明治神宮の参道は北(裏)、西、南(表)の三つがあるが、どの参道から進んでも、参道脇を囲む樹木は大木が多いから、その内部もさぞ鬱蒼とした大樹で覆われているだろうと想像しがちだが、参道外の森の回遊路からみると、そんなことはない。
むしろ大木は少なくて、ひょろひょろした中木や、ヒコバエのような低木でウジャウジャ覆われていて、荘厳な森というより、雑然とした手入れのされていない森という印象の方が強くなる。
これが、「植生遷移」による「自然林化」の結果なのだろうか。
大正4年(1915年)、社殿を囲む森の造営に着手したとき、植えれた樹木の種類は365種約12万本だったという。
それが、昭和45年(1970年)の調査時には247種17万本となって、樹木数は5万本増えたが、樹種数は117種減少している。
造営当初は、台湾、朝鮮、日本各地、つまり、当時の日本支配地(天皇支配地)から「献木」を受けたが、樹種の減少は代々木の地に適したものだけに純化していく「植生遷移」の過程なのだろうか。
それにしても、鬱蒼たる大木の森ではなくて、ひょろひょろした木が多いのはなぜなのか?
もうじき、創建100周年を迎えるのである。終戦直前の空襲で焼失した樹木が多かったとしても、すでに67年経っているのである。
創建当時の造林計画では、この森は100年後のまさに、いま現在、広葉樹の「極相期(クライマックス)」を迎えるはずだったのに!
森の大木はB29による空襲で焼失した社殿の再建に部材として利用されてしまったのだろうか?(それにしても戦後67年経過!!)

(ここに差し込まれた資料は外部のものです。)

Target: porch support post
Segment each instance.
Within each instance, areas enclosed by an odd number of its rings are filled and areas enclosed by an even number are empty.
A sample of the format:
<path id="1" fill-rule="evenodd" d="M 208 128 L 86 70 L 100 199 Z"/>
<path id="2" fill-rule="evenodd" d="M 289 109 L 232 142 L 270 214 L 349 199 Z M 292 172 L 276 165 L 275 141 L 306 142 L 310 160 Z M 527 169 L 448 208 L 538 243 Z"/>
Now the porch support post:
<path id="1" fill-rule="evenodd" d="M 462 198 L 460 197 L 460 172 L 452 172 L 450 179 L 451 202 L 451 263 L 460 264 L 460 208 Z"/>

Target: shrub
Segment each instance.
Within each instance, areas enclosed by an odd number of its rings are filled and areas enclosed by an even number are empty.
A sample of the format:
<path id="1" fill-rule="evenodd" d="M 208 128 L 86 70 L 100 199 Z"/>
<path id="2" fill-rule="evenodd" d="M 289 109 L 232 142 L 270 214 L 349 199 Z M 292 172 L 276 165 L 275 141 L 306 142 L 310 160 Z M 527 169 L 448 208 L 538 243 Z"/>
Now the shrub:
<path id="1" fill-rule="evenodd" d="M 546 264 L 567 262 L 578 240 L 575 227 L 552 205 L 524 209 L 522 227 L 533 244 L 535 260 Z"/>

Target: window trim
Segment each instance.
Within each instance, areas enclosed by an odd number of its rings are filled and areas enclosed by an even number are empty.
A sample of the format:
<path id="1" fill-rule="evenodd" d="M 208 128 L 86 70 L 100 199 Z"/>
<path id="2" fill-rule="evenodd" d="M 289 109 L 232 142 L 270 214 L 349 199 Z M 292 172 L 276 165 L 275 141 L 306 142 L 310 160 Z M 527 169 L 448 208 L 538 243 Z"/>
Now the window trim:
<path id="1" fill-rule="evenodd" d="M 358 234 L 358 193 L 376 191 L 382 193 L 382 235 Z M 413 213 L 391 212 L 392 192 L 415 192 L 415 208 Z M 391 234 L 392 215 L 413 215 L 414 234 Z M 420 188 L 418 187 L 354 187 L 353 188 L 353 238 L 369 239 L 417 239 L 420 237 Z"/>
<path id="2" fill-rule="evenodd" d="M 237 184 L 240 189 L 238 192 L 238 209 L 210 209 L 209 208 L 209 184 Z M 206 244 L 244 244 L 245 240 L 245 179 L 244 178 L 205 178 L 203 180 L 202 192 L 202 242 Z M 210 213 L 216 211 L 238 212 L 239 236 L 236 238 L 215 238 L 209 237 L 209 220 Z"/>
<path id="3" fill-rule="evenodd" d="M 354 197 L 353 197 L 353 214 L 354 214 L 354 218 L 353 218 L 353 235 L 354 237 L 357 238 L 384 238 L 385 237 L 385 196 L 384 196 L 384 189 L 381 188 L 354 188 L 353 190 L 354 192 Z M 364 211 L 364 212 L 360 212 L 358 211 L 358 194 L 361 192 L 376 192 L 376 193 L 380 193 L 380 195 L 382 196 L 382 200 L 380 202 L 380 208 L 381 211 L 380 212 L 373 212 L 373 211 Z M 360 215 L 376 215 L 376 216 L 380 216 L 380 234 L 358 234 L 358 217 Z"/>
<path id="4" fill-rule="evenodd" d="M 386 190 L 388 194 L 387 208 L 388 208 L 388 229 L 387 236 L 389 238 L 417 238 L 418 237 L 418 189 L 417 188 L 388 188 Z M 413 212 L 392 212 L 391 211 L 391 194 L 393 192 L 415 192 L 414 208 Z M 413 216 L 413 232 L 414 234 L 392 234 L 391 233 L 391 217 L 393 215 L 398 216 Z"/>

(表参道から入る社殿直前の第三鳥居は第二鳥居より明らかに新しい。しかも鳥居の片側の柱は途中で接木されている!!なぜ? )
それとも本多静六が主導したと言う「植生遷移」による森造りとは、もともとこういうものだったのか?
森や植物学を知らない者の素朴な疑問だ。
それにしても毎年150億円の収益をあげるという宗教法人「明治神宮」はそのカネをどこに使っているのだろう?
森を見ているうちに、こんな下世話な疑問もわいてくる。